The Strategic Insight: The through-line wasn't the vertical — it was the methodology. "Implementation Science" — closing the gap between strategy and real-world behavior change — applies everywhere. The brand was built around the method, not the market.
The Build: Identity system, positioning framework, website, and the proprietary "Implementation Science" methodology brand that now anchors every client engagement. Built to grow from a two-person practice to a multi-vertical consultancy without a rebrand.
The Constraint Is the Brief: Federal brand work is the ultimate test of creative discipline. Section 508 compliance, multi-tier stakeholder approval, zero-fail distribution requirements — every constraint is non-negotiable. The brand question becomes: how good can we make this within an essentially immovable framework?
The Answer: Better than anyone expected. The "Mobilizing Innovation" interactive annual report for DHS S&T set a new standard for what federal digital communications could be — visually compelling, fully accessible, and institutionally credible all at once.
Recognition: The NAGC — National Association of Government Communicators — awarded it First Place in Electronic Publication and Blue Pencil Award of Excellence in Internal Communications. The work proved that compliance and quality aren't in tension. They're both disciplines that reward rigor.
A brand is a belief system.
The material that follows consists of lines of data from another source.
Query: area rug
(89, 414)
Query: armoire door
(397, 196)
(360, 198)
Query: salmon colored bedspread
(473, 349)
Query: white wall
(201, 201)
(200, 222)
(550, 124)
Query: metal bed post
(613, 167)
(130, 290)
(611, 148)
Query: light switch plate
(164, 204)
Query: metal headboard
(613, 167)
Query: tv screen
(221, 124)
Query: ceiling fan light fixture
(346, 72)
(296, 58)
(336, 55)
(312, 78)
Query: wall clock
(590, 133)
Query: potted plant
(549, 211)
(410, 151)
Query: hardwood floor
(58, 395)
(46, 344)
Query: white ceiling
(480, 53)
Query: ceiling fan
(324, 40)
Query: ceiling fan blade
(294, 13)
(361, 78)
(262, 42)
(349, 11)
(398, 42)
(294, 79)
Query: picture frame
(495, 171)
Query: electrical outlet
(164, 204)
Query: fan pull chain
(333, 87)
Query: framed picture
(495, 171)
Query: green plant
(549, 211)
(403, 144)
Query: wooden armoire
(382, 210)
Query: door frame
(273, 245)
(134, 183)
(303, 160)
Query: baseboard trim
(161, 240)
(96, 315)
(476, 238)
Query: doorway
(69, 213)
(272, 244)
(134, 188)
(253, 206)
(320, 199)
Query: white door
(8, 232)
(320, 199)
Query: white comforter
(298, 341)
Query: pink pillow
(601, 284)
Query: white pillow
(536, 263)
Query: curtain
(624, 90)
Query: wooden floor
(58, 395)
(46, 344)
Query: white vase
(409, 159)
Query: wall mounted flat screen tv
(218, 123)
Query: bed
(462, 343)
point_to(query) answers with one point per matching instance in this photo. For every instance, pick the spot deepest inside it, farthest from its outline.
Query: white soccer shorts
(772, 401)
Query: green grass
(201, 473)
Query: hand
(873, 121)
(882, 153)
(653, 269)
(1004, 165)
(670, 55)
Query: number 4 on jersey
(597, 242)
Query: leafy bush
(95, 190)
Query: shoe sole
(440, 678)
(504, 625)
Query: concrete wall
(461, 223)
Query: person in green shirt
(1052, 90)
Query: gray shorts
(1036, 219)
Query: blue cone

It's the answer to "why should I care?" — delivered consistently, at scale, across every touchpoint from a national PSA to a local affiliate event.
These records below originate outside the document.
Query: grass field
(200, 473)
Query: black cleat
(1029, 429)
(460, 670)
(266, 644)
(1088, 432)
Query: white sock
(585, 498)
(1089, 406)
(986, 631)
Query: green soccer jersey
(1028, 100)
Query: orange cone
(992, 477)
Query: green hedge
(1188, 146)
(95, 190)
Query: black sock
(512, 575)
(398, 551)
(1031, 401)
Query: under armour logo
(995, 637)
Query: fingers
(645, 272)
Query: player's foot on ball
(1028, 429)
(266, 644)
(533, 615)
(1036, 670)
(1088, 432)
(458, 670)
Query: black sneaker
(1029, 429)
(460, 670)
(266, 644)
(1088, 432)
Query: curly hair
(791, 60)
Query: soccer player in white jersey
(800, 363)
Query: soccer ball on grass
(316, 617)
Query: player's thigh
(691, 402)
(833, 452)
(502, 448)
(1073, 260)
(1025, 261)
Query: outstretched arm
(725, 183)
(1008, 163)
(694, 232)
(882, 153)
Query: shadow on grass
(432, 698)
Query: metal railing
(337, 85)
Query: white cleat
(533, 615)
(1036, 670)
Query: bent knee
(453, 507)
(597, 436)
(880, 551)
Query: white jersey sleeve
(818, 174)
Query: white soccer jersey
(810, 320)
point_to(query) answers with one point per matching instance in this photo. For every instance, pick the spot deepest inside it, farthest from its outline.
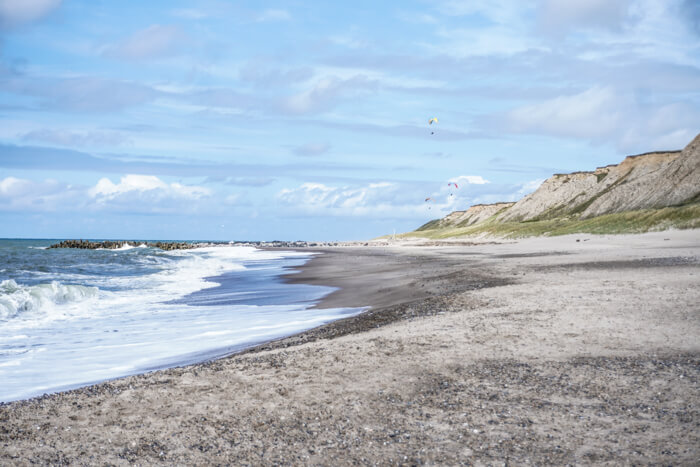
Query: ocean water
(73, 317)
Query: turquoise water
(72, 317)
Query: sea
(72, 317)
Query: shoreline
(547, 351)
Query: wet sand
(569, 350)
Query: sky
(289, 120)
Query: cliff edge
(643, 183)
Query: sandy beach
(578, 349)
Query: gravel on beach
(542, 351)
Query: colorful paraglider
(452, 184)
(430, 122)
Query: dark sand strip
(590, 355)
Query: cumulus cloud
(559, 16)
(23, 195)
(272, 14)
(156, 41)
(382, 199)
(145, 187)
(469, 180)
(590, 114)
(606, 115)
(76, 139)
(398, 200)
(325, 92)
(132, 194)
(17, 12)
(83, 94)
(312, 149)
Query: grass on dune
(646, 220)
Most organizations treat brand as a design problem. I treat it as a systems problem. The visual identity is the output. The strategy, architecture, and governance behind it is the work.
I've rebuilt a 70-year-old national institution, humanized enterprise SaaS, built a practice brand from scratch, and made federal communications win national awards. The methodology is the same. The application changes.
I don't touch a brand before I understand why it's broken. Discovery, competitive landscape, stakeholder interviews, audience research — the creative brief writes itself when the diagnosis is right.
The logo is the last thing I design. Positioning, architecture, voice, and governance come first. A brand built on a weak strategic foundation will need a rebrand in three years. I build them to last.
A brand that only works at headquarters isn't a brand — it's a style guide. Every system I build is tested against the hardest execution scenario: a local affiliate with no designer, no budget, and ten minutes.
Section 508. Federal approval pipelines. 20,000 affiliate partners. Every constraint I've worked within has made the brand stronger. Constraints force the clarity that unrestricted design rarely achieves.
A brand isn't working until behavior changes. Participants mobilized. Conversions increased. Churn reduced. Awards won. I measure brand success by what people do, not what they say.
Enterprise. Federal. National nonprofit. Gaming. Entertainment. Every vertical eventually reduces to the same question: what does a human need to believe to act? Get that right and the rest follows.
Not a logo refresh. A complete brand system built to hold at scale — for 5 years, 50 states, or 20,000 partners.